Many golfers also use it to achieve solid golf shots. It MINIMIZES the risk of rotating the club face as you hit at impact.
However, it is important to remember that you SHOULD unhinge your wrists as your club head approaches to impact the ball.
This way, an open club face will meet the ball upon impact.
Golf instructors and professionals like Dustin Johnson usually use this method in gameplay.
Another wrist position that golfers use is a cupped wrist.
A cupped wrist is formed by using the wrist’s line to serve as the cup of your forearm. It curves all the way back to both of your hands.
In this case, your front wrist will curve and bend skyward.
Cupped wrists present an open club in the first phases of the golf swing and eventually approach the ball with a squared impact.
Utilizing this wrist position is beneficial. If performed correctly, cupped wrists can help in adding distance to your shots.
However, some golf enthusiasts discourage amateur golfers from using this unless they have good HAND-EYE COORDINATION.
It’s also difficult as it requires other movements when performing a golf swing.
On the other hand, a flat left wrist is formed when the back of your front wrist lays flat on top of the swing.
The hand moves from side to side as the club head approaches to impact the ball, while the front wrist stays flat.
This position helps keep the club precisely aimed at the target line while preserving the club’s loft.
It also traps the ball on the ground upon impact, resulting in a formidable golf shot.
This position is the hardest to maintain during a golf swing among the three. It takes great practice to master a flat wrist.
Professional golfers would use this position to showcase talent and skill in golf.
Drills to Improve Wrist Action
We know you’re dying to improve your wrist hinge in the golf swing upon knowing its vital role in enhancing your game.
Getting the correct wrist hinge in the first few tries can be difficult. But, with practice, you’ll surely develop your skills even without training aid.
Here are some drills that you can perform to improve your wrist action:
1. Swing Club Upside Down Drill
The FIRST DRILL requires your keen hearing abilities.
You must listen to the club’s whooshing sound as you perform a golf swing.
If the sound came from behind, you released your wrists early. But you release your wrists late if you hear whooshing in front of you.
Ideally, you want to hear a whooshing sound near the ball.
Performing this drill is simple. You only need to do three things:
- Grab your club and grip it near the club head
- Perform a golf swing like normal
- Listen to the whooshing sound as your club swing
With this simple drill, you can determine how to improve your wrist action, particularly knowing how to properly release your wrists.
2. Impact Bag Drill
ANOTHER PRACTICE DRILL that you can do to improve the movement of your wrists and golf swing is the impact bag drill.
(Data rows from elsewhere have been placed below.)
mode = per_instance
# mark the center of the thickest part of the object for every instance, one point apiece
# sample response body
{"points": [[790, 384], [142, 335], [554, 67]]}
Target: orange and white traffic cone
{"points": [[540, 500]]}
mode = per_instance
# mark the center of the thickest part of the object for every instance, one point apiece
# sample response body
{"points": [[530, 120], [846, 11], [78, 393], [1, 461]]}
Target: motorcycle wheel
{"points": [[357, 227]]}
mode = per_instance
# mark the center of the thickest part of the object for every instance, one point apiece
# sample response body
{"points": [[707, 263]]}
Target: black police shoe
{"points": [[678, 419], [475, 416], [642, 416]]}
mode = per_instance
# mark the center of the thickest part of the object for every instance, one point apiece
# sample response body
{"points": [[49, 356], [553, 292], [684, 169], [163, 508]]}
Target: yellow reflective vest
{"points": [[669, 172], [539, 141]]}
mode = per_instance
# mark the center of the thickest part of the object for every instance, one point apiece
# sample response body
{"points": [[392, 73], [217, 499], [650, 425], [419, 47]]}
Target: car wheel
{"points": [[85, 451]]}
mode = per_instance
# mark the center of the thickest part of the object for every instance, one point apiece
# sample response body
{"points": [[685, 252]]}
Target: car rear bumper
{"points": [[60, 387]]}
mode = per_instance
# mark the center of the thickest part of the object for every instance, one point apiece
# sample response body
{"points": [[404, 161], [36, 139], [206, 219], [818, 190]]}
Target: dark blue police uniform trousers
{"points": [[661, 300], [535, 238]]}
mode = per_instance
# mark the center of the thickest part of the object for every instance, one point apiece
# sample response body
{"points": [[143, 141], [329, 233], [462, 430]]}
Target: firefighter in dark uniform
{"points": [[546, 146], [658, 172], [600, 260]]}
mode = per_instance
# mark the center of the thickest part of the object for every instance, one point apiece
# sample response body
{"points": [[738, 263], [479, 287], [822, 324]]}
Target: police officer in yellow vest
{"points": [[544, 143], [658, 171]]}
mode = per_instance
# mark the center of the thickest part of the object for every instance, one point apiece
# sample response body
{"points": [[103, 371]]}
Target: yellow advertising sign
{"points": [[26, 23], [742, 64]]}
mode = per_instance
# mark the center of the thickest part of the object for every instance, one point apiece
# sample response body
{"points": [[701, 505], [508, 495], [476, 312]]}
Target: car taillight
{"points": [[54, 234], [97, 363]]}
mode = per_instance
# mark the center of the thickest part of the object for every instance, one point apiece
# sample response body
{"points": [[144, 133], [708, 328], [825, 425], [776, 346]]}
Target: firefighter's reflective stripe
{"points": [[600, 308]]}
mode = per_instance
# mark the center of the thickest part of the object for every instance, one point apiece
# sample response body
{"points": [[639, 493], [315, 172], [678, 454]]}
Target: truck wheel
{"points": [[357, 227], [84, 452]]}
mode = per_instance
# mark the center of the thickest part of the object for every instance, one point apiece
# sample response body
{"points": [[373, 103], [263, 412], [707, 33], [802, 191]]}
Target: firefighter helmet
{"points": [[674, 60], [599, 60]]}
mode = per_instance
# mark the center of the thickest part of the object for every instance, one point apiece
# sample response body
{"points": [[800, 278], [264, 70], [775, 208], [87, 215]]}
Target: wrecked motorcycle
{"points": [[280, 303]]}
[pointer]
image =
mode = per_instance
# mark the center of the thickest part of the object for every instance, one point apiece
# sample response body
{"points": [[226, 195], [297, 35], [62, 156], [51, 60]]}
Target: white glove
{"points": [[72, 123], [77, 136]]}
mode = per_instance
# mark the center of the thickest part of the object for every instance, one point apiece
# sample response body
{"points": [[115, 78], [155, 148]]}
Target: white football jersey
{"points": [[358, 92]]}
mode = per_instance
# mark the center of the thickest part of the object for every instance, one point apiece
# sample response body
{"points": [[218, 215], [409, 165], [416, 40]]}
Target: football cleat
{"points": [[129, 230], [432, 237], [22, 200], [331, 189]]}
An impact bag is a thick pillow-like object that aids golfers in enhancing wrist angles.
It also helps to aid your hips rotate to give you room for a golf swing.
In this drill, you’ll need to do the following:
- Place the bag on your usual target line
- Hit the bag with the club
You’ll know if your club travels too early when the bottom of the club hits the bag. But, if you released it too late, you can see your hands in front of the bag upon impact.
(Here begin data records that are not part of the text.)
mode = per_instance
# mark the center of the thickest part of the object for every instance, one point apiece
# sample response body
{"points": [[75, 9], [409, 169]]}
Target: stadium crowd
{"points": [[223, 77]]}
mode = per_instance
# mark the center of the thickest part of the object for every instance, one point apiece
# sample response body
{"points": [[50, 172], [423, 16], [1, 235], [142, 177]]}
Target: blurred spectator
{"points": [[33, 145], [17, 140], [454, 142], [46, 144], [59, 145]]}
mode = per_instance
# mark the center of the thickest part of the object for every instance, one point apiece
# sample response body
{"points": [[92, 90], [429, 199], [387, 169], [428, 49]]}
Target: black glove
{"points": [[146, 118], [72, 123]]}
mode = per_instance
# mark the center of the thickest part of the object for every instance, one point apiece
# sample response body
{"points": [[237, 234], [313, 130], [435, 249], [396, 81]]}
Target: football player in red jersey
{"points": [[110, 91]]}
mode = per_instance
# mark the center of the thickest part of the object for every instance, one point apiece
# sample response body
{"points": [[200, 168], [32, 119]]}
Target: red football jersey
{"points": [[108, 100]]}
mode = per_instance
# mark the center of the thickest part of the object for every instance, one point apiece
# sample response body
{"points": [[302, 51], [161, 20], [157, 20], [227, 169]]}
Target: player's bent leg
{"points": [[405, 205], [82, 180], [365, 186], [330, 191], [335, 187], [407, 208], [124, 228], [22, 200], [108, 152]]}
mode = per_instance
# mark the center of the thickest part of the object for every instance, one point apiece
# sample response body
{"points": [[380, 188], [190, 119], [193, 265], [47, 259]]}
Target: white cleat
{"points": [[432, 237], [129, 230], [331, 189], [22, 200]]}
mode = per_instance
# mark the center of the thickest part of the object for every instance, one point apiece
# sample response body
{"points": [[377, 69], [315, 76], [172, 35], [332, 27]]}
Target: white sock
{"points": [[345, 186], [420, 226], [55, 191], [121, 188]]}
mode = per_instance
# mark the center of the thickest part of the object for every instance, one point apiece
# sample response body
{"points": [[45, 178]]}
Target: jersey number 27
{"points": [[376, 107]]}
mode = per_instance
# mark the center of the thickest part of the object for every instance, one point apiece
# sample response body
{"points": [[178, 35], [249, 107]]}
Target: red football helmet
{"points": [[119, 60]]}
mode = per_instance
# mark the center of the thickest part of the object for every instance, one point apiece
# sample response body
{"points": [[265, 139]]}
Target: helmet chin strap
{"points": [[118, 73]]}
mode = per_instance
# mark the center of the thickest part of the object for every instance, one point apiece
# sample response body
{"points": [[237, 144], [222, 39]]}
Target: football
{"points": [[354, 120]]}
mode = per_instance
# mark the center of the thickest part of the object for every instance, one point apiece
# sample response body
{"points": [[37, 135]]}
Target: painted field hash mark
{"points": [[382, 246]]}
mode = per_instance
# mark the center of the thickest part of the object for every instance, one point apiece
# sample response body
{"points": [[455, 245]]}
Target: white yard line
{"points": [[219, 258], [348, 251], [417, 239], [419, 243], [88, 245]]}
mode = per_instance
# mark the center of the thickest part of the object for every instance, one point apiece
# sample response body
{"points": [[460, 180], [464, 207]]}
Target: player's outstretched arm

3. Ruler on the Back Front of Wrist
This FINAL DRILL will help you keep your wrists flat while aligning with the club at the top of the swing.
You’ll need a ruler and a rubber band to perform this drill.
Afterward, you must do the following steps:
- Place the ruler at the back of your front wrist and secure it with a rubber band
- Create minimal golf swings from time to time
- Observe the way your wrists stay relaxed and flat in the backswing
To determine whether the angles of your face and wrists are in sync, ask someone to take video clips of you while doing the drill.